Now it seems the Brits are following in the wake of the US Navy's decision to scale back on warships by sending in a patrol boat in place of destroyers.
International military vessels are permitted in the Black Sea under the 1936 Montreux Treaty. But the number and tonnage are limited given the national security concerns of littoral states.
However, with heightened tensions over Ukraine, the moves by the US and Britain to despatch serious warships to the Black Sea in the name of countering “Russian aggression” was a ludicrous provocation that could have potentially triggered all-out confrontation.
No doubt, Russia’s demonstration of its formidable naval power in the Black Sea gave Washington and London pause for thought. This reminds one of the maxim: the only language idiots understand is force.
HMS Trent, the British patrol boat, is keeping to the Turkish side of the Black Sea as it heads to the port of Odessa.

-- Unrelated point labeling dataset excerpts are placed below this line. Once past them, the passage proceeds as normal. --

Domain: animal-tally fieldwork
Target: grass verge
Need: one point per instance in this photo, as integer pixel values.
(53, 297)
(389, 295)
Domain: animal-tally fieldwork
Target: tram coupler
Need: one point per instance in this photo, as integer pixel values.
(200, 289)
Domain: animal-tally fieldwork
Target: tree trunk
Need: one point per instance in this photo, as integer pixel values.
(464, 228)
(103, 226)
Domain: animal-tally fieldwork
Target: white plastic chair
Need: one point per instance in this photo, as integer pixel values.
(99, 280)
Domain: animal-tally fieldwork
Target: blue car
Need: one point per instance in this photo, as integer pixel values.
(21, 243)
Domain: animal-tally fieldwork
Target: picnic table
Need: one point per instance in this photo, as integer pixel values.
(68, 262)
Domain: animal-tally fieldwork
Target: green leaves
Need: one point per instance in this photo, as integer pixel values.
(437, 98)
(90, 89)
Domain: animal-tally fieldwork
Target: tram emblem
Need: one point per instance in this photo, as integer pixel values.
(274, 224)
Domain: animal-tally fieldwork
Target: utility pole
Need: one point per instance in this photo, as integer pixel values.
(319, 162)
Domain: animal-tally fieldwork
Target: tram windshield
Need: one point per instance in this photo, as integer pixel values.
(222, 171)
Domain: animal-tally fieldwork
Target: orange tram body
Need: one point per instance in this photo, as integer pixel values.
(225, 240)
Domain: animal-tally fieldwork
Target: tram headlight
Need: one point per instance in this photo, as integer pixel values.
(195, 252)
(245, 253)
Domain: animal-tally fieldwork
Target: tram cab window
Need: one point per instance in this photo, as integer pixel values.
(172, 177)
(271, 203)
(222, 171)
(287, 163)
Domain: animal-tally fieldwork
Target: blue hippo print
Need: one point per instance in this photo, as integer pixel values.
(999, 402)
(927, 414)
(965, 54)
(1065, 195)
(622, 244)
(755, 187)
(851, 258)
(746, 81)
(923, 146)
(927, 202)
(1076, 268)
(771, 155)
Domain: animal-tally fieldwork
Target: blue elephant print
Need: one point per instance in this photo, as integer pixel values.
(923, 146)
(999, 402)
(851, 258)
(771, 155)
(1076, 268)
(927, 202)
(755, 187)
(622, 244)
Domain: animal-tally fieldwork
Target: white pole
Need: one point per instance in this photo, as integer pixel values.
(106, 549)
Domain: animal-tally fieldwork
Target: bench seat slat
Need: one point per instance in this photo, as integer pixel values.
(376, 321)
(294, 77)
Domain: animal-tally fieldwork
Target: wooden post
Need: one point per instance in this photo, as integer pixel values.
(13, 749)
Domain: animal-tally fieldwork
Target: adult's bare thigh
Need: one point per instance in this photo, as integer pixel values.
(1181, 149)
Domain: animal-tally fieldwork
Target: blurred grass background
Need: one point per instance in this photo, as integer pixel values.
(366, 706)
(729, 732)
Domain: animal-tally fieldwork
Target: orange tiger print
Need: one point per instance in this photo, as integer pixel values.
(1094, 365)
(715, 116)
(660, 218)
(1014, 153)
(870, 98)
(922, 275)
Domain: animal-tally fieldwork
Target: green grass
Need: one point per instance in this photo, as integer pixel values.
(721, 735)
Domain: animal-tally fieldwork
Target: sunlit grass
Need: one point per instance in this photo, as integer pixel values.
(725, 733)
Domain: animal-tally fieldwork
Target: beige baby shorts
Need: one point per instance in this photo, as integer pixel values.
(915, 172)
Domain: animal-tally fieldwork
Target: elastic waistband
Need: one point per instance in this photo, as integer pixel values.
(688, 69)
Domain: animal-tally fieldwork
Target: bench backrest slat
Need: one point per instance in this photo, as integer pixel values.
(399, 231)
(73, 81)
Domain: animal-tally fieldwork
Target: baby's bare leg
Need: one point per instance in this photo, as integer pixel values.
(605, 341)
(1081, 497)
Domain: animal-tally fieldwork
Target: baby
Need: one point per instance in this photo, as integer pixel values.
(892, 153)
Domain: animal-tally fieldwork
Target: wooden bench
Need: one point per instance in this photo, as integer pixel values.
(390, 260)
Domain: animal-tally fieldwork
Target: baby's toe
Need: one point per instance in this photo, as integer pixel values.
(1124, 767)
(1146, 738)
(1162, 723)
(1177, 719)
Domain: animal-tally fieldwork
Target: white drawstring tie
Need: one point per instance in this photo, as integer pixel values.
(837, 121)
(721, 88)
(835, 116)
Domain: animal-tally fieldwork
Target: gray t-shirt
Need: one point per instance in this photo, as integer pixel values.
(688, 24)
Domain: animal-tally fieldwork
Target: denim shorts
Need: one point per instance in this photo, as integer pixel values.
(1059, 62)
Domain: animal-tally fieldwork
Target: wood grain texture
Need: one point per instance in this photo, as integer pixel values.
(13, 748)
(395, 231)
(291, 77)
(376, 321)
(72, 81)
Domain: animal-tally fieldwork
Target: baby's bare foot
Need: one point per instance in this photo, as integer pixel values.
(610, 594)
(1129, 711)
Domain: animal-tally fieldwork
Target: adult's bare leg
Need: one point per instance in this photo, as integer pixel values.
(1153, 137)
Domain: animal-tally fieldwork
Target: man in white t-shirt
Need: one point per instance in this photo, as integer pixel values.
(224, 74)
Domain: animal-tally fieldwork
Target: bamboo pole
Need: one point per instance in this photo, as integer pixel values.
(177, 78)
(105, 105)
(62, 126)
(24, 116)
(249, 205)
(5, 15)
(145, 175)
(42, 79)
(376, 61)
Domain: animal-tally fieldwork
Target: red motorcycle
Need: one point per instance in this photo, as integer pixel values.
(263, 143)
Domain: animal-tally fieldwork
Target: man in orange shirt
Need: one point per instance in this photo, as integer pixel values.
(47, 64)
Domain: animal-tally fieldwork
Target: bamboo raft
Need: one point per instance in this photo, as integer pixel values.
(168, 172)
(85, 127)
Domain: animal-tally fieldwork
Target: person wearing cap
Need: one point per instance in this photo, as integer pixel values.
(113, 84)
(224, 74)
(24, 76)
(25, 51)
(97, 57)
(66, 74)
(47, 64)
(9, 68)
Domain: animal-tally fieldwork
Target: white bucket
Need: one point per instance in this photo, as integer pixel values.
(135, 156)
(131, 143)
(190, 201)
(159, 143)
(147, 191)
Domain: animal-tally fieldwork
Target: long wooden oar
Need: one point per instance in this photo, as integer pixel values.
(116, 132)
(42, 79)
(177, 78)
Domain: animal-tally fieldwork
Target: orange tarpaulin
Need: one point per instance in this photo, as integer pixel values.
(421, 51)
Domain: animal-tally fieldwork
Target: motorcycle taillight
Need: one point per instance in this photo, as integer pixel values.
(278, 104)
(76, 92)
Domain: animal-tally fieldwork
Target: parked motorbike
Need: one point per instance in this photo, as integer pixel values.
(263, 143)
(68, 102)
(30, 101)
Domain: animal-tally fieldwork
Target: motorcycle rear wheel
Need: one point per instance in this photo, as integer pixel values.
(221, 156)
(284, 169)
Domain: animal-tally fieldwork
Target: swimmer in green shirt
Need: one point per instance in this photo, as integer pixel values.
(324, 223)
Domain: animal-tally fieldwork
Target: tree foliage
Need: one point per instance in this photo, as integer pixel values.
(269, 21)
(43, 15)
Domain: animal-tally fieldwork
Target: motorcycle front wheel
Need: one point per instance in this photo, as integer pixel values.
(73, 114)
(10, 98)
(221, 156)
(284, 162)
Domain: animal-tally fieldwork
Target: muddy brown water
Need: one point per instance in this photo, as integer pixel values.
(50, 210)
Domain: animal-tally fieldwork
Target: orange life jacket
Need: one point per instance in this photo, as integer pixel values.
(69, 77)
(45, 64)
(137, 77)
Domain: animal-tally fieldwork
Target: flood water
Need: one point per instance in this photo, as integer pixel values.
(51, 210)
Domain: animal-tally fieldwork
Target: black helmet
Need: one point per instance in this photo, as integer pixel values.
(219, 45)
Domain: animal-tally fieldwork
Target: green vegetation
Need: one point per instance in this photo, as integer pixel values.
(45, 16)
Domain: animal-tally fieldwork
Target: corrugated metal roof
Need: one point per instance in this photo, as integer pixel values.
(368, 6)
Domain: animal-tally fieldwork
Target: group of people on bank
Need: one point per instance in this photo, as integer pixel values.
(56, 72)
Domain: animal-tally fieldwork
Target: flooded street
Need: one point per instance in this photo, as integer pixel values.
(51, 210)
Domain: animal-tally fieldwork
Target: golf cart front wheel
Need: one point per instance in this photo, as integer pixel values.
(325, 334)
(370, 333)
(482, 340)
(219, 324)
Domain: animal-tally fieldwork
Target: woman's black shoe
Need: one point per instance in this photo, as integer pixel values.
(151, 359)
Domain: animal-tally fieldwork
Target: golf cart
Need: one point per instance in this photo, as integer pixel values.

Russia’s navy is closely monitoring its movement, not out of any immediate security concern, but the surveillance and locked-on weapons systems will let the Brits know of what their warships will face.
But that seems unlikely now. The Brits seem to have received the message, like the Americans, that Russia is in no mood for entertaining saber-rattling on its doorstep. Especially by washed-up empires trying to inflate their ego in today’s world.
The collapsing state of British society and economy is the absurd backdrop to its navy sailing around the world as if it was the 19th century of Rule Britannia. After all the bluster, sending a puny patrol boat to the Black Sea is the sensible metaphor for running up a white flag.